思えばベテランの先輩に聞くときも同じことをしていた。何かの仕事に行き詰まったとき、実現したいこと、自分で考えたこと、試したこと、どのようにうまくいかなかったか、などを事前に整理して伝えて相談する。エラーメッセージなどがあればそれも添付する。そうして初めて問題解決に向けた議論を始められ、そこからは深堀りの質問の受け答えをしながら答えに辿り着く。今はもっと賢くなっているが、登場直後のChatGPTは四年生大学卒の新入社員だと思って接すると良いと言われていた。一般的な知識や教養はあるが、仕事の専門性はまだない状態。質問の文脈をできるだけ与える考え方はいまも有効だ。

先日のアップデートで、ChatGPTに検索モードが追加された。これは質問に対して情報をインターネットから検索し、それに基づいて答えてくれる機能。

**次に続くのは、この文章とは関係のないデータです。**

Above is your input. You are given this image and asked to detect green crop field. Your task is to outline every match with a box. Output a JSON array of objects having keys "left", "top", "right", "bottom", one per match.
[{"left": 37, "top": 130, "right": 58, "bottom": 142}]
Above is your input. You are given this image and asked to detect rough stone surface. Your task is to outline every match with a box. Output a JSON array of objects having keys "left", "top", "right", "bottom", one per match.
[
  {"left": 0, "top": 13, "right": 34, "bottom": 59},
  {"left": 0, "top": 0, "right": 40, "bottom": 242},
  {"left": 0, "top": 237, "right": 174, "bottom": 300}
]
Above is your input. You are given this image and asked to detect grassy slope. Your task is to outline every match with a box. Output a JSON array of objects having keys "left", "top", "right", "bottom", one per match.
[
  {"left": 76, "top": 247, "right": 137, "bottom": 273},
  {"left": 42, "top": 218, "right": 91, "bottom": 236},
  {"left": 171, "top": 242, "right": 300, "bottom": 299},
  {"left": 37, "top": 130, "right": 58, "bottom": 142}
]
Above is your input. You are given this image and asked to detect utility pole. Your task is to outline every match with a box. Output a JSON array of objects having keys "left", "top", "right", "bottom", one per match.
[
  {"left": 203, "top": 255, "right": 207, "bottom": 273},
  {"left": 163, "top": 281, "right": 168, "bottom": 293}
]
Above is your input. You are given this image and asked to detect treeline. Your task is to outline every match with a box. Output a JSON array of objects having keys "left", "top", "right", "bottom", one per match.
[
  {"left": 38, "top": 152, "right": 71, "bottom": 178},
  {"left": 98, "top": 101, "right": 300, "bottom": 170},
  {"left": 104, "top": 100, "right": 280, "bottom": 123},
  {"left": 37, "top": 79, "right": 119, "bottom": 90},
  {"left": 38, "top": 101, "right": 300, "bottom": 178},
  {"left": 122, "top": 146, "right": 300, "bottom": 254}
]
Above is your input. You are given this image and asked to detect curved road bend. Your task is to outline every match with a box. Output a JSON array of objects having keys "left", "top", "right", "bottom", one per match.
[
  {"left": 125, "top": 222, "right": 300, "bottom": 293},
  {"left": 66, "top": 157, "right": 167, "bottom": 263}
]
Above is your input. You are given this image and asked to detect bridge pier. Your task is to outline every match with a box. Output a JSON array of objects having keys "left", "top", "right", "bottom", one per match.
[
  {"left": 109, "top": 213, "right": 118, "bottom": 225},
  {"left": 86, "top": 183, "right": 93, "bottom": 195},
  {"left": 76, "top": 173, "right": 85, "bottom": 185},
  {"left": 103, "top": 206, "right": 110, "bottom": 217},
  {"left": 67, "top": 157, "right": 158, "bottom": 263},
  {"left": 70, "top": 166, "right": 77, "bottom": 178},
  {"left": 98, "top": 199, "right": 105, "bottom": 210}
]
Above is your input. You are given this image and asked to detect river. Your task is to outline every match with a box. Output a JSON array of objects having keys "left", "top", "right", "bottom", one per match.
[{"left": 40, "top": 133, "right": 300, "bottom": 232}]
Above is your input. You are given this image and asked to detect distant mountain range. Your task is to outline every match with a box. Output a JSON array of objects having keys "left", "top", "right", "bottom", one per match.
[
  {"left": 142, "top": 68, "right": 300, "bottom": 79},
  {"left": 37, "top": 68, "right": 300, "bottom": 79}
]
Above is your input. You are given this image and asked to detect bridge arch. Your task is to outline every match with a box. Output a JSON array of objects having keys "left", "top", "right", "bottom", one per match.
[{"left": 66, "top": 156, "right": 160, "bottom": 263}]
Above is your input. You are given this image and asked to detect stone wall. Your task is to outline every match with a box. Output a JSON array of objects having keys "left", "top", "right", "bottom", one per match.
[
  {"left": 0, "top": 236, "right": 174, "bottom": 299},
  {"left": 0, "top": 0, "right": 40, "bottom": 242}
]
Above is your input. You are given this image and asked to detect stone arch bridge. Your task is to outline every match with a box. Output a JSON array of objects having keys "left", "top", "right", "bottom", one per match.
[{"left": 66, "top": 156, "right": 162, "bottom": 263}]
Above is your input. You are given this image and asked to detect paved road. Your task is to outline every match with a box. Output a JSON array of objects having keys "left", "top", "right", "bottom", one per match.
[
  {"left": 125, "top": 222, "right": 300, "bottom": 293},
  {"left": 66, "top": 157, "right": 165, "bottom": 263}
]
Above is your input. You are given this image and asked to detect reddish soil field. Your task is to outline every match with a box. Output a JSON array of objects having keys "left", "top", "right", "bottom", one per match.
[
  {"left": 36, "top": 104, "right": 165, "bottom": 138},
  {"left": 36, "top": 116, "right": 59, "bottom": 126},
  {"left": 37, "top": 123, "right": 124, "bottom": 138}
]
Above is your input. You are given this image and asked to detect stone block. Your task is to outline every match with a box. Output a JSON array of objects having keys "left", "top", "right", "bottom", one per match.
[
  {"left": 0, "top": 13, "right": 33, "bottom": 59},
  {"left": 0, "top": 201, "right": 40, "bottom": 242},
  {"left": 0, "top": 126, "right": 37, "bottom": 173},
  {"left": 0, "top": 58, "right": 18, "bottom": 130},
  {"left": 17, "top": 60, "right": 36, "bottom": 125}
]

試してみるとZennやQiitaといった技術共有サービスから個人ブログまで様々なところから情報を集めてきて、それを元に回答してくれる。「淡路島の観光スポット」などを調べてもいろんなサイトのクチコミやランキングを総合したような結果を教えてくれる。これは新しいことを調べる時に人間がする行動とまったく同じ。情報ソースも明示してくれるようになり、内容が疑わしい場合は自分の眼で確かめられるようになったのも大きい。

プログラミングにおいて、AIを活用できるかは人間側の能力がキャップになるという説がある。コードの生成はAIが得意とするところだが、それが期待通りに動くものかは人間が判断する必要がある。部分的に修正を依頼したり、AIに伝わりやすいように言い換えたりする。そのためには人間側のスキルのキャパシティをあげておく必要がある。超人でなんでもできるパートナーが登場するというよりは、自分が3-4倍動けるようになるというのが感覚に近い。行動レベルはそのままで並列に実行できるようなイメージだ。AI活用のために自身のレベルアップが重要、そしてそのレベルアップのための勉強においても、ChatGPTは強力なパートナーになってくれる。